Okay, my divorce will be final in a few weeks and I will close on my house on Monday (refi and took H off title). He is living with OW and has been for about 6 months. Well, the past week I have received the following gifts: A shoe rack for the the mudroom (I have two girls and lots of shoes everywhere), a new weed eater and blower for yard work (I enjoy being outdoors in the yard/garden).
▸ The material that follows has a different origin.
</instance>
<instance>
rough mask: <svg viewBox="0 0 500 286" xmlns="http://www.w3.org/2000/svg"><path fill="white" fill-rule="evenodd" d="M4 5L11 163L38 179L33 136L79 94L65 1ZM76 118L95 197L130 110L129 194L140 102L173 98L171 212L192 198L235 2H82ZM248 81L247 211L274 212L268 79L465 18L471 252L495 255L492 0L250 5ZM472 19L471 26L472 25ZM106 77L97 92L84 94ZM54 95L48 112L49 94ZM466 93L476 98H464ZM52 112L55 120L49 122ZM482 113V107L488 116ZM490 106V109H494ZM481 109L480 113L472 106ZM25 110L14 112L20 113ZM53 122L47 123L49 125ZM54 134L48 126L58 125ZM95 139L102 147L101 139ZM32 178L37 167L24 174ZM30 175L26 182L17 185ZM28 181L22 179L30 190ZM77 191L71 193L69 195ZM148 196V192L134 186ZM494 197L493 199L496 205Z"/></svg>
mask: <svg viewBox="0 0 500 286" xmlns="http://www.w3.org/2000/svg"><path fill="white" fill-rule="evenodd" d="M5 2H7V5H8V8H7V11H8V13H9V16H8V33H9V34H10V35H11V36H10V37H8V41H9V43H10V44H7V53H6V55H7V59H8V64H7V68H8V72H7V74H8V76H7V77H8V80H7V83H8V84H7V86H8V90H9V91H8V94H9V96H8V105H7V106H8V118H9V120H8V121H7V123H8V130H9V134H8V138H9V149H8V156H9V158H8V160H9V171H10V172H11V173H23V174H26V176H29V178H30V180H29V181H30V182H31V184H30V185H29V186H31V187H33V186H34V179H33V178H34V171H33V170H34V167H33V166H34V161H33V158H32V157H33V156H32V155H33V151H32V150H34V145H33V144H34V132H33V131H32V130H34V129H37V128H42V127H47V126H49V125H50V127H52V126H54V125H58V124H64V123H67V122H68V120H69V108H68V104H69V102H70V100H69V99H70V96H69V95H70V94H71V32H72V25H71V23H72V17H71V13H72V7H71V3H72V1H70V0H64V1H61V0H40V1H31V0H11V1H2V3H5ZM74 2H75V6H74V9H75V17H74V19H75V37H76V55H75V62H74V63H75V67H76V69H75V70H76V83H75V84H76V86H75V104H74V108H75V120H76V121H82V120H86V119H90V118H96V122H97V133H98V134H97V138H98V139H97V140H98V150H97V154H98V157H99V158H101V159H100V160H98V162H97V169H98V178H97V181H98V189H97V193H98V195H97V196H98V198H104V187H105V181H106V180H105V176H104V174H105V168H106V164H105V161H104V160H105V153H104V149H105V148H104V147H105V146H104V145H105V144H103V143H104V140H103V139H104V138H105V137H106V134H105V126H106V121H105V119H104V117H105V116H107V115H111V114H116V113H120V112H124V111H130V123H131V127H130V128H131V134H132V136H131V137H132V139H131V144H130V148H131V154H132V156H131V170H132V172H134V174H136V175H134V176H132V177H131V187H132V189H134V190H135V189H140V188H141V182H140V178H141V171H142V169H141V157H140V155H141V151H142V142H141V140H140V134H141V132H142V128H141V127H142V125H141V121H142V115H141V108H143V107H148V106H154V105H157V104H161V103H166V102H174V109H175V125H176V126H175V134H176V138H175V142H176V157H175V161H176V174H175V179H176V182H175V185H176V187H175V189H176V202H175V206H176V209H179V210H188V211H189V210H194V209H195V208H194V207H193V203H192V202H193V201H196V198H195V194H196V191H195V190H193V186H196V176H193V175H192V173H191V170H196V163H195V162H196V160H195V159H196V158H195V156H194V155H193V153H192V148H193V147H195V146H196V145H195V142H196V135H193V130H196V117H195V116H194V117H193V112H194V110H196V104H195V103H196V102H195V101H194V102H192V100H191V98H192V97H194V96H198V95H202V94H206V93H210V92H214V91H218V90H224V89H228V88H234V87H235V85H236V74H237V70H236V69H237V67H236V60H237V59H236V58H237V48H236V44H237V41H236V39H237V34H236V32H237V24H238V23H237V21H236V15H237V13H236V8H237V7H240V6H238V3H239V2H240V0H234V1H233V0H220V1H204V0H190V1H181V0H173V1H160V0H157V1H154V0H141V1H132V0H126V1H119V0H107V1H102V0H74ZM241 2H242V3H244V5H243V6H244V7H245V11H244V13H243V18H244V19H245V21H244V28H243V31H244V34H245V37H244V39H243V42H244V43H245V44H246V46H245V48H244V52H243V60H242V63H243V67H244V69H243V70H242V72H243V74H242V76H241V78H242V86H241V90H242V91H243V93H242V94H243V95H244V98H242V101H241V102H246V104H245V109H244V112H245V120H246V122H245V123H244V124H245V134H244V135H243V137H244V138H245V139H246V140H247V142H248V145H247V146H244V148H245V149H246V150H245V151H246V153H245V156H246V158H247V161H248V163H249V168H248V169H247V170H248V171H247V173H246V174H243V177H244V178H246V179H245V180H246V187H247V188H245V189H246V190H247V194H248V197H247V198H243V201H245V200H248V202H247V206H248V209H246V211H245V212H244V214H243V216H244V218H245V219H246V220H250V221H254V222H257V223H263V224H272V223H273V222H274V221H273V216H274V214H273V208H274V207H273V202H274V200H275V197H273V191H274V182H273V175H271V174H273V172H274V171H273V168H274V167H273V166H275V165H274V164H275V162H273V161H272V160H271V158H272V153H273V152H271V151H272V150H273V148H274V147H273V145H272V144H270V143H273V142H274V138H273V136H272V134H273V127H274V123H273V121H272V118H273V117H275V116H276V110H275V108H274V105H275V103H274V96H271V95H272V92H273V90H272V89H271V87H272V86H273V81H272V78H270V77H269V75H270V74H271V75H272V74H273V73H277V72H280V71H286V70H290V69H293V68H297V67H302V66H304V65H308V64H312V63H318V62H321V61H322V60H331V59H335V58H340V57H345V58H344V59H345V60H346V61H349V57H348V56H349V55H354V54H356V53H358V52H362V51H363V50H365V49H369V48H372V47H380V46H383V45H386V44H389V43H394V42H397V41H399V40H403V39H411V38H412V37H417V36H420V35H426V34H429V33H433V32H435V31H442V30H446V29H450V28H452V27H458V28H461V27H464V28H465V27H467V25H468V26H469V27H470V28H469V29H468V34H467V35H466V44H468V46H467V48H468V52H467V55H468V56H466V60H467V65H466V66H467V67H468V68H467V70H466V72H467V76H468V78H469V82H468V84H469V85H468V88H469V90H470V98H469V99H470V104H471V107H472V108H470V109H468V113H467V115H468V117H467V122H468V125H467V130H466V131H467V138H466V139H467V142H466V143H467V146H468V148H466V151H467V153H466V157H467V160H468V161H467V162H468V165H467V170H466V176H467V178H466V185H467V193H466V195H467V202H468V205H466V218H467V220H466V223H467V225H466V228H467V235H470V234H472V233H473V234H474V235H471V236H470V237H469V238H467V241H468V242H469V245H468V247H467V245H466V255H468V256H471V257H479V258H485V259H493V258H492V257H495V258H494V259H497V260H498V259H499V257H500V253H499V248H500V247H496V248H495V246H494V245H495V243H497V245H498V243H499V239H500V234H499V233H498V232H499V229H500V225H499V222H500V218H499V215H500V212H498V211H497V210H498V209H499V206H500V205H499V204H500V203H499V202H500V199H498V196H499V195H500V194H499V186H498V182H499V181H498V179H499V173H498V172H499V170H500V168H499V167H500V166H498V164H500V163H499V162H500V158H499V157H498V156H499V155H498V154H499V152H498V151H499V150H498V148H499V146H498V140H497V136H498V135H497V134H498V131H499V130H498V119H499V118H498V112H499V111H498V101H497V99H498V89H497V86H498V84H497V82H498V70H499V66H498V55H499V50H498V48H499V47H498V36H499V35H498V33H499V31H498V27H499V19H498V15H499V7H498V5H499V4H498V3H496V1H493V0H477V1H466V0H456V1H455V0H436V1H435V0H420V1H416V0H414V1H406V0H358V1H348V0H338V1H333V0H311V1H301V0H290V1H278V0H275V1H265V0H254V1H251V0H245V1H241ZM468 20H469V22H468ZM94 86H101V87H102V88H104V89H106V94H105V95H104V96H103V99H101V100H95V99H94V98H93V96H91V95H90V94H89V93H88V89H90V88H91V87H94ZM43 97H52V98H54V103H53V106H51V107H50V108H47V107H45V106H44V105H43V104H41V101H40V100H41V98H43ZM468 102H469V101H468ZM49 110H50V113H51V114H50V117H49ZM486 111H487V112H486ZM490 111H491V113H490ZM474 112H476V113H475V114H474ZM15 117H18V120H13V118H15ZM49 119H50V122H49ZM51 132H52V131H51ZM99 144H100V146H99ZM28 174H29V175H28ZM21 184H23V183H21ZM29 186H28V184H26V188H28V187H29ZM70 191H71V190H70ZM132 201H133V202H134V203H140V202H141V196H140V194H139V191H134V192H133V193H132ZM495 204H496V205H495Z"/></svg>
Today is my birthday and I received a text that my STBXH has a wonderful birthday present for me but was waiting until our oldest daughter returns from her youth group trip. What gives?
Are these gifts of guilt and remorse for leaving us after almost 16 years? I have seen very little remorse, guilt, sorrow or sadness since he left. This is messing with my head. Should I just enjoy them and say thanks or ask him why he is doing this?
Please advise


----------



## vivea (Jan 22, 2011)

very interesting..i really want to know too...hmmmm...


----------



## reindeer (Mar 24, 2011)

I would just enjoy them. Have you been pretty reasonable over the divorce. If he is happy, maybe it is a way of saying thankyou, giving you gifts that are useful, and that you can enjoy now the home is your own. 

A very simplistic way of doing things maybe- but?


----------



## Homemaker_Numero_Uno (Jan 18, 2011)

It sounds like he wants you to still be attached to him through exposure to stuff you use on every day basis. If this is the case, you can put a stop to it by asking him for gift receipts. 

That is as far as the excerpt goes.